When Central Banks Rule the World, Utility Bonds Make 30 Percent in a Month
Investors seeking an example of the degree to which central banks are driving up asset prices need look no further than a bond sold by a German utility.
RWE AG's 1 billion pounds ($1.3 billion) of 2039 bonds gained nearly 30 percent in the past four weeks. That's despite the company being downgraded to one step above junk last month and battling with squeezed profit margins and wholesale electricity prices at the lowest in more than a decade.
The steep rally in the face of RWE's challenges can only be explained by investor anticipation of greater stimulus, according to Richard Hodges, head of unconstrained fixed income at Nomura Asset Management in London. Indeed, he says, that is the only thing that counts these days.
The European Central Bank acquired RWE debt as part of it's corporate bond-buying program, and investors may be buying these bonds, which are denominated in pounds, in anticipation of further stimulus from the Bank of England.
"Expectations of central bank interventions are driving all asset prices at the moment," said Hodges. "No investment-grade bond should deliver a 30 percent return in four weeks — that's absurd."
After years of monetary stimulus aimed at reviving the global economy following the financial crisis, which have included quantitative easing programs from the U.S. to Japan, investors are preparing for yet more from some of the world's major central banks.

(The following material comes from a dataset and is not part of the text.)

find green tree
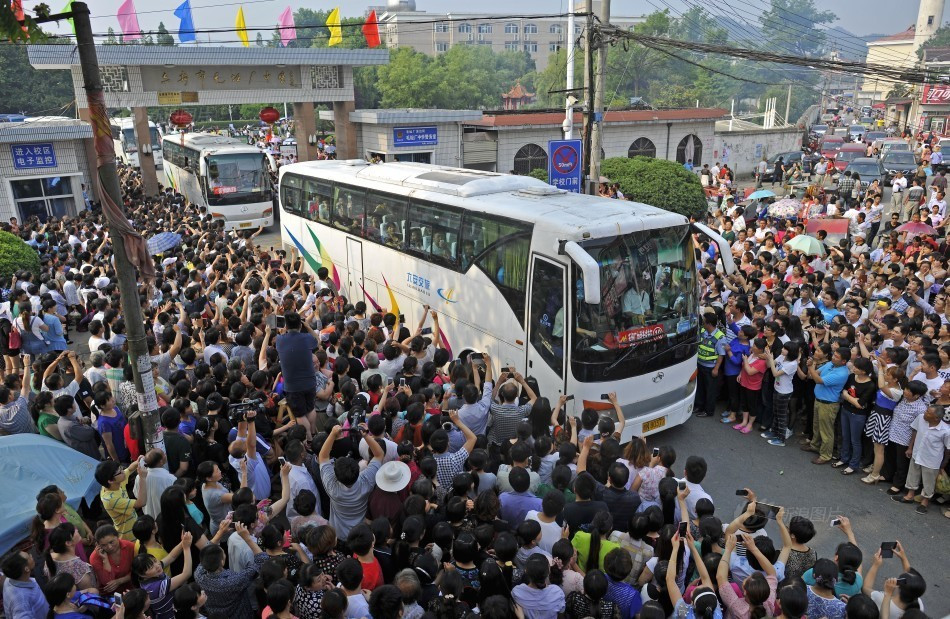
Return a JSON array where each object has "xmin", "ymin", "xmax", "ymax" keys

The ECB will announce its latest monetary policy decision on Thursday — its first since Britain voted to leave the European Union — and while further stimulus isn’t seen as likely straight away, derivatives prices show a 52 percent likelihood of a cut to its key rate by October. In Britain, BoE Governor Mark Carney has signaled extra stimulus, although signs of opposition to quick action are emerging among some members of its Monetary Policy Committee.
Whether and in what form further central bank aid comes, it seems financial markets are now hooked on monetary medicine. In the short term that' may be distorting prices, in the long-run it could prove dangerous as investors are herded into riskier assets prone to collapse if central banks retreat.
"QE is pushing out the near-term probability of defaults, and everyone needs income and yield so they are forced to buy lower-rated or long-dated bonds," said Hodges. "So we are all being pushed into the same trap and what will happen to credit spreads if central banks ever stop buying is there'll be a very sharp and painful widening."